28. Jahrgang | Nummer 9 | 5. Mai 2025

„America first“

von Stephan Wohanka

Deals sind meine Kunstform.

So bekomme ich meine Kicks.

 

Donald Trump, Die Kunst des Deals, 1987

 

Anfang 2004 hielt US-Präsident George Bush jun. die alljährlich State of the Union-Rede. Er sagte unter anderem: „Wir haben kein Verlangen zu dominieren, keine Absichten, ein Imperium zu errichten. Unser Ziel ist ein demokratischer Friede, ein Friede, gegründet auf der Würde und dem Recht jedes Mannes und jeder Frau. Amerika handelt in dieser Sache gemeinsam mit Freunden und Alliierten. Aber wir wissen um unsere besondere Berufung: Diese große Republik hat die Aufgabe, die Sache der Freiheit anzuführen“.
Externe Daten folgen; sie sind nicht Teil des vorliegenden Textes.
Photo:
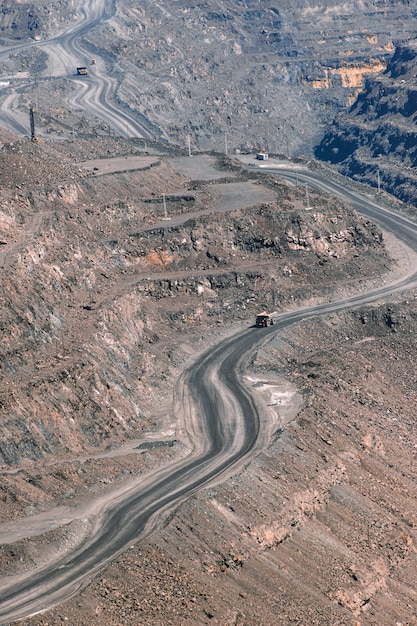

Abgesehen vom hohlen Pathos der Sätze – sie machen eine Ambivalenz deutlich: Die USA wollen nicht „Imperium“ sein, aber „die Sache der Freiheit anführen“ und wüssten „um ihre besondere Berufung“. Die (Außen)Politik des Landes pendelt – anders gesagt – zwischen Internationalismus/Globalismus versus Isolationismus und Realismus versus Idealismus.

Mit dem Eintritt in den Ersten Weltkrieg betrat Amerika erstmals die globale Bühne, fiel in der Zwischenkriegszeit in Isolationismus zurück, bevor es nach 1945 zur Ordnungs- und Hegemonialmacht der westlichen Welt aufstieg; mit weltweiten Ansprüchen. So traten die USA für Errichtung und Fortbestand verschiedener internationaler Organisationen wie UNO, Weltbank und IWF ein.

Nach Ende des Kalten Krieg und dem Zerfall der Sowjetunion 1991 waren die USA einzig verbliebene Supermacht. Ob ein Republikaner oder Demokrat US-Präsident war – die idealistischen Prinzipien des liberalen Internationalismus, der Glauben an Demokratie und Menschenrechte, Freihandel und die Grundregeln des Völkerrechts wurden hochgehalten – und nur selten eingehalten.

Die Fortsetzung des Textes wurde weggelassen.